L'essai randomisé en double aveugle THEMIS (3) a exploré l'effet de l'adjonction du ticagrélor au traitement par aspirine seule chez 19 220 sujets diabétiques de type 2, coronariens stables et sans antécédent d'infarctus ou d'accident vasculaire cérébral. L'étude a montré une réduction de 10 % (HR = 0,90 ; IC95 : 0,91-0,99 ; p = 0,038) du risque d'événement cardiovasculaire (décès cardiovasculaire, infarctus du myocarde ou accident vasculaire cérébral) mais avec une augmentation nette du risque de saignement majeur et un bénéfice clinique net non significatif. L'analyse des sujets avec antécédent d'angioplastie coronaire (et donc ayant déjà toléré une bithérapie antiplaquettaire dans le passé) (THEMIS-PCI) portant sur plus de 10 000 sujets (4) a montré une interaction significative (p = 0,012) entre l'effet du traitement sur le bénéfice clinique net et l'antécédent d'angioplastie, qui suggère que c'est dans ce groupe de patients que le traitement est à la fois plus efficace et mieux toléré.
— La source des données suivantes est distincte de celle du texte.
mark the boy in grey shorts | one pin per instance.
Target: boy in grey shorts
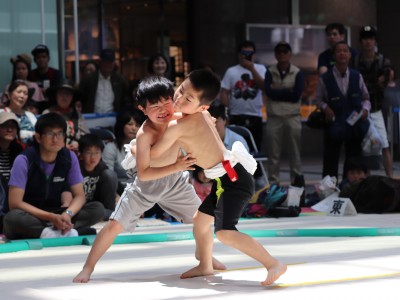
(158, 180)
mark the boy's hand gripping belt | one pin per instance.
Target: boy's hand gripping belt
(229, 170)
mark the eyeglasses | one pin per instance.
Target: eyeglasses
(11, 126)
(284, 51)
(333, 33)
(87, 153)
(51, 134)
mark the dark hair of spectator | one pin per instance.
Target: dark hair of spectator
(16, 62)
(15, 84)
(90, 140)
(152, 89)
(340, 43)
(124, 118)
(50, 120)
(338, 26)
(154, 58)
(218, 111)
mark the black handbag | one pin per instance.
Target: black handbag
(316, 119)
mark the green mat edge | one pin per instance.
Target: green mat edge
(37, 244)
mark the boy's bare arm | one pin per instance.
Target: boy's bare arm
(146, 172)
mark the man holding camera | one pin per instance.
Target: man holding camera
(284, 84)
(241, 92)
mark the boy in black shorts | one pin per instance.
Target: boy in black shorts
(231, 171)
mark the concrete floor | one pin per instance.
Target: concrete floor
(319, 267)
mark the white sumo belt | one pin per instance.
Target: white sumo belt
(238, 154)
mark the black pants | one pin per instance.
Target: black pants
(331, 154)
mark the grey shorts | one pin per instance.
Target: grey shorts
(173, 193)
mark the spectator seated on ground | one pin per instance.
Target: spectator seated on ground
(99, 182)
(125, 129)
(17, 99)
(202, 185)
(9, 149)
(38, 178)
(63, 98)
(370, 193)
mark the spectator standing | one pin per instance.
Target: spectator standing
(341, 91)
(9, 149)
(284, 84)
(44, 75)
(241, 92)
(63, 98)
(99, 182)
(105, 90)
(18, 97)
(38, 212)
(335, 32)
(392, 100)
(375, 69)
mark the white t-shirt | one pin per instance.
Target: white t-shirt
(245, 97)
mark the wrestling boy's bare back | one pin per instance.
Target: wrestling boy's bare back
(199, 137)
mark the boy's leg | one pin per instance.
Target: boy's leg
(204, 245)
(103, 241)
(255, 250)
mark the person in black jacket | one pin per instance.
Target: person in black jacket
(99, 182)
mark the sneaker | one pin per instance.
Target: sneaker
(300, 182)
(260, 182)
(71, 233)
(49, 233)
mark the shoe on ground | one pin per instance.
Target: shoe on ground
(49, 233)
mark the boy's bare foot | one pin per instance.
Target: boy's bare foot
(83, 276)
(274, 272)
(196, 272)
(217, 265)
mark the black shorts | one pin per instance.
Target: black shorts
(233, 200)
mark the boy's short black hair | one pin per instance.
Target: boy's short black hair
(218, 111)
(338, 26)
(50, 120)
(246, 44)
(154, 88)
(206, 82)
(90, 140)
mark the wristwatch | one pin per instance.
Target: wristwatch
(69, 213)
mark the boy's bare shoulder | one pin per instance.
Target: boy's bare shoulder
(145, 132)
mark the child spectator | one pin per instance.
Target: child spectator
(62, 100)
(38, 178)
(9, 149)
(125, 129)
(17, 98)
(202, 185)
(99, 182)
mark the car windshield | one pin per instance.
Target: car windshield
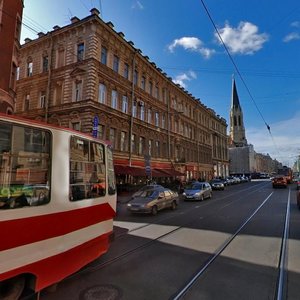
(149, 194)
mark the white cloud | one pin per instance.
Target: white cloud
(192, 44)
(244, 39)
(137, 5)
(182, 78)
(284, 146)
(291, 37)
(295, 24)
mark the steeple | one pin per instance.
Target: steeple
(237, 129)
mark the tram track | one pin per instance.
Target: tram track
(280, 292)
(117, 258)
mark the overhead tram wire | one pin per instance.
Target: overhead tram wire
(237, 70)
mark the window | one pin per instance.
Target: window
(80, 52)
(60, 57)
(142, 111)
(75, 126)
(124, 104)
(43, 99)
(87, 169)
(157, 119)
(77, 91)
(29, 69)
(112, 137)
(45, 63)
(102, 93)
(150, 88)
(114, 99)
(150, 143)
(143, 82)
(135, 77)
(134, 109)
(123, 144)
(116, 64)
(157, 148)
(18, 73)
(141, 145)
(149, 116)
(133, 142)
(101, 132)
(24, 166)
(58, 93)
(126, 71)
(156, 95)
(163, 121)
(103, 55)
(27, 102)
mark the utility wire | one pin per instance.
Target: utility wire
(239, 74)
(234, 64)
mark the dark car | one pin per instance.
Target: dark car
(197, 191)
(217, 184)
(151, 200)
(279, 181)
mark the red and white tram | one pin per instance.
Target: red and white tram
(57, 203)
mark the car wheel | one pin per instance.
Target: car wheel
(173, 205)
(154, 210)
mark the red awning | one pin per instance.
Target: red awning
(170, 172)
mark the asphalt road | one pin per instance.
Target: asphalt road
(156, 257)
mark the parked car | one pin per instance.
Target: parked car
(197, 191)
(145, 188)
(217, 184)
(153, 199)
(297, 181)
(279, 181)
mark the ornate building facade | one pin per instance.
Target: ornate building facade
(86, 76)
(10, 30)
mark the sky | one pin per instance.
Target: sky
(184, 38)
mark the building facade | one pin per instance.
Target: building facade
(10, 30)
(86, 76)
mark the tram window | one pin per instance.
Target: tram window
(24, 168)
(87, 170)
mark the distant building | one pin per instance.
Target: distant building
(86, 76)
(10, 31)
(237, 128)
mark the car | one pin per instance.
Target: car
(153, 199)
(197, 191)
(279, 181)
(217, 184)
(297, 181)
(145, 188)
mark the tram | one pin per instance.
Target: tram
(53, 220)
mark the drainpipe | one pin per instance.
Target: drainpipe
(49, 79)
(131, 115)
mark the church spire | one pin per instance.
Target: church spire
(237, 129)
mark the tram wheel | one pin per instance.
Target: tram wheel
(12, 289)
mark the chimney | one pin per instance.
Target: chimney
(95, 11)
(74, 19)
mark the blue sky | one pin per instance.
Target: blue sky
(262, 36)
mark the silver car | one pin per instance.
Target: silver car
(197, 191)
(152, 200)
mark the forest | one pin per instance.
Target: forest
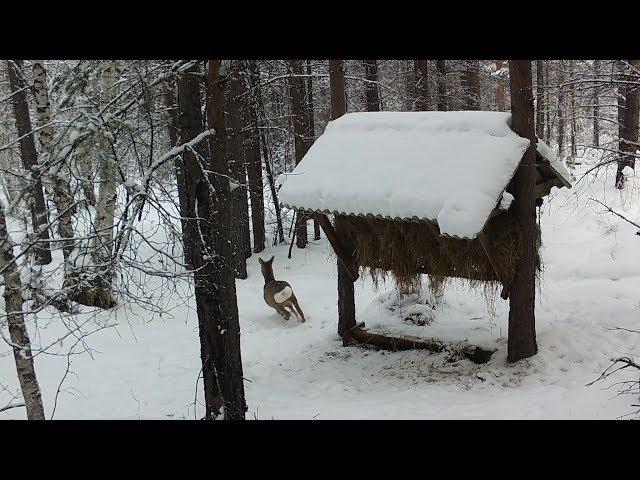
(319, 239)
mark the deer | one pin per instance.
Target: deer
(277, 293)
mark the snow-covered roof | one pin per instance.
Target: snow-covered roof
(450, 167)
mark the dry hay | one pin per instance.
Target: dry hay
(407, 249)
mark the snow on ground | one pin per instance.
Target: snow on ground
(147, 367)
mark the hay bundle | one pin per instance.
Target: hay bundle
(408, 249)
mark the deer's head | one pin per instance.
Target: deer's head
(267, 269)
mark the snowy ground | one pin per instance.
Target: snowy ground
(147, 367)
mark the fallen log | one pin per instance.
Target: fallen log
(358, 336)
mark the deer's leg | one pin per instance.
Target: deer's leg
(280, 309)
(289, 305)
(294, 300)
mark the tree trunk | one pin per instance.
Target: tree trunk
(540, 97)
(629, 131)
(522, 330)
(10, 183)
(253, 159)
(470, 81)
(223, 323)
(422, 85)
(572, 106)
(107, 193)
(17, 329)
(188, 172)
(441, 68)
(346, 295)
(547, 136)
(560, 107)
(267, 166)
(410, 86)
(301, 129)
(37, 205)
(234, 124)
(312, 132)
(595, 101)
(371, 93)
(58, 178)
(501, 102)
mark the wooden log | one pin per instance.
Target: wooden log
(338, 246)
(358, 336)
(544, 189)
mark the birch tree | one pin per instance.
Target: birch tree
(36, 200)
(19, 337)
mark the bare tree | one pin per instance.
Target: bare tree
(540, 99)
(422, 85)
(37, 206)
(441, 69)
(19, 337)
(470, 82)
(253, 158)
(372, 94)
(595, 102)
(301, 127)
(222, 324)
(629, 131)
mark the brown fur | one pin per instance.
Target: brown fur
(273, 286)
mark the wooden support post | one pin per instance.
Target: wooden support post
(338, 246)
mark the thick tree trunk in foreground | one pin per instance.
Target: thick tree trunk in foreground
(470, 81)
(37, 205)
(422, 86)
(188, 172)
(346, 295)
(540, 97)
(629, 130)
(441, 68)
(17, 328)
(301, 128)
(522, 329)
(371, 93)
(222, 322)
(253, 159)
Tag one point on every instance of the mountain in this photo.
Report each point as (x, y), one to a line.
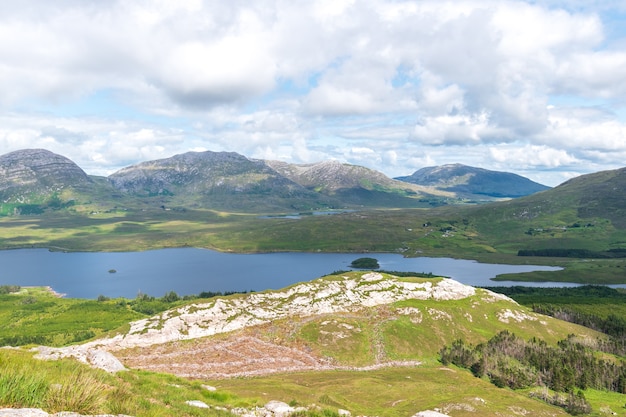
(365, 342)
(471, 182)
(37, 173)
(225, 180)
(34, 179)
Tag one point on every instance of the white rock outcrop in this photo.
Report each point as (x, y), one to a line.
(306, 299)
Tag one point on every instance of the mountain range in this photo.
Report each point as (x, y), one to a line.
(471, 182)
(230, 181)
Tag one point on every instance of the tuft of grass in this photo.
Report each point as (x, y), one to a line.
(81, 392)
(19, 388)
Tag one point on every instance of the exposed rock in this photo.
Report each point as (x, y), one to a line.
(271, 409)
(31, 173)
(429, 413)
(311, 298)
(95, 357)
(197, 403)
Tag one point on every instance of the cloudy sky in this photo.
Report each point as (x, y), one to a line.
(532, 87)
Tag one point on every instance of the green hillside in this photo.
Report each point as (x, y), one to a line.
(377, 360)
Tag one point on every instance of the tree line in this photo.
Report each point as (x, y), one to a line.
(570, 367)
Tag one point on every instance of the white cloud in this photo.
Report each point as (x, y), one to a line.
(531, 156)
(386, 84)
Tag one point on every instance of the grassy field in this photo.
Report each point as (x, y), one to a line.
(471, 233)
(366, 336)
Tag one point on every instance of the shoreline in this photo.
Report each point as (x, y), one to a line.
(48, 289)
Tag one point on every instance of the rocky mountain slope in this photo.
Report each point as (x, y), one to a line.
(230, 181)
(216, 180)
(37, 174)
(472, 182)
(338, 309)
(353, 183)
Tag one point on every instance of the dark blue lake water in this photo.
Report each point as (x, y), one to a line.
(191, 271)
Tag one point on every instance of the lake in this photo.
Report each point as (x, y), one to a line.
(191, 271)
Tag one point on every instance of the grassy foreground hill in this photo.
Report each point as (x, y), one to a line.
(363, 342)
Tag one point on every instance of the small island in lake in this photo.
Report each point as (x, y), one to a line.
(365, 263)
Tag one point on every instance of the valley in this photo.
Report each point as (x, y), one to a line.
(362, 342)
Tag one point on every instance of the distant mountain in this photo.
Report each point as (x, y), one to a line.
(471, 182)
(34, 175)
(354, 184)
(598, 195)
(215, 180)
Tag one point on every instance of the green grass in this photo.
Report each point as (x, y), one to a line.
(35, 316)
(391, 392)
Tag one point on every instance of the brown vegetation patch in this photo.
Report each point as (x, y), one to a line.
(224, 357)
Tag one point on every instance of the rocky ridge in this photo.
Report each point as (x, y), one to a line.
(222, 315)
(474, 182)
(31, 172)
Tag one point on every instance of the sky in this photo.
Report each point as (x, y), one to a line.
(537, 88)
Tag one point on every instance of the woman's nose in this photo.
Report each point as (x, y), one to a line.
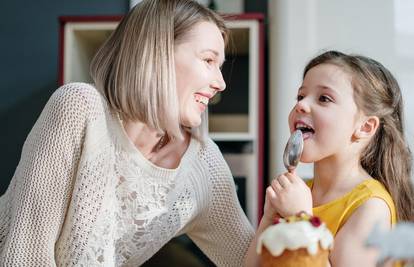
(218, 84)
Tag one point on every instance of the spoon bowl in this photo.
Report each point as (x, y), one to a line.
(293, 151)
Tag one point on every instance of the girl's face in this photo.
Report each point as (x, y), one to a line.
(325, 112)
(198, 75)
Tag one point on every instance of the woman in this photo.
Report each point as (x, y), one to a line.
(112, 171)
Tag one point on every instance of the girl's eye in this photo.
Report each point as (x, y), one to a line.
(209, 61)
(325, 99)
(299, 97)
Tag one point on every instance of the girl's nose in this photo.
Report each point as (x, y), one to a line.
(302, 106)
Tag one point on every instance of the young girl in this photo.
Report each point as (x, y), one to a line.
(349, 109)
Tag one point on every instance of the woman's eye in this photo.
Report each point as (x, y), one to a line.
(324, 99)
(209, 60)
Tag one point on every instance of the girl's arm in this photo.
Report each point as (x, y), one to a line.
(349, 245)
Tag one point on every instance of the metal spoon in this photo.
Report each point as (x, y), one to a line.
(293, 150)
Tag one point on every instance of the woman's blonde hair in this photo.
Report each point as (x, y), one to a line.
(387, 157)
(134, 69)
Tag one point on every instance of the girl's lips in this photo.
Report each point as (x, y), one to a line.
(307, 135)
(201, 99)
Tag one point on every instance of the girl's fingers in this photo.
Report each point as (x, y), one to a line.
(271, 193)
(283, 181)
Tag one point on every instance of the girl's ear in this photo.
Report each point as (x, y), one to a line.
(367, 128)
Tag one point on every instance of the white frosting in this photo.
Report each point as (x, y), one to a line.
(301, 234)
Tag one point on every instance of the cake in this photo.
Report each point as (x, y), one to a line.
(300, 240)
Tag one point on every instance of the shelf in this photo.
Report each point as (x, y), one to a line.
(231, 136)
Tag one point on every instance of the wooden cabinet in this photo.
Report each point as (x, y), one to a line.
(235, 117)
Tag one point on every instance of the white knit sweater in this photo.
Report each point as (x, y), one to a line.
(83, 195)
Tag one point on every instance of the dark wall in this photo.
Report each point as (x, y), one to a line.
(29, 64)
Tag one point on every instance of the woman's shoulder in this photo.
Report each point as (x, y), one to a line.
(76, 91)
(78, 97)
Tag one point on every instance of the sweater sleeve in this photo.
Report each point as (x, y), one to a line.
(223, 231)
(39, 192)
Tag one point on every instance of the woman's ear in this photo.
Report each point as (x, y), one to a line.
(367, 128)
L'essai ISAR REACT-5 (5), mené par le groupe universitaire de Munich, a comparé (sans allocation en double aveugle) 2 stratégies de traitement antiplaquettaire associé à l'aspirine dans les syndromes coronaires aigus : l'administration immédiate de ticagrélor et l'administration débutée seulement au moment de l'angioplastie coronaire de prasugrel chez 4 028 sujets avec syndromes coronaires aigus. Elle a montré une augmentation (RR = 1,36 ; IC95 : 1,09-1,70 ; p = 0,006) du risque d'événement cardiovasculaire (mortalité, infarctus du myocarde ou accident vasculaire cérébral) dans le groupe prétraité par ticagrélor. L'ampleur inattendue de cet effet, qui n'est pas associé à un moindre risque de saignement dans le groupe prétraité par ticagrélor, est difficile à interpréter.
Les résultats finaux à 5 ans du registre observationnel CLARIFY (6), portant sur 32 703 coronariens stables, ont également été présentés, et montrent, dans cette cohorte relativement bien traitée, un taux d'événements cardiovasculaires à 5 ans relativement faible (taux de décès cardiovasculaire ou infarctus du myocarde de 8,0 % à 5 ans (IC95 : 7,7-8,3)), mais avec 2 observations importantes : la première c'est que les sujets ayant des symptômes angineux ont un pronostic nettement plus sérieux, mais exclusivement s'ils ont un antécédent d'infarctus du myocarde. La seconde c'est que malgré l'utilisation large des classes médicamenteuses recommandées en prévention secondaire, le contrôle des facteurs de risque reste globalement médiocre avec environ 20 % des sujets atteignant un objectif de LDL à 70 mg/dL ou moins, et moins d'un tiers des sujets remplissant l'objectif tensionnel de 130/80 mm Hg.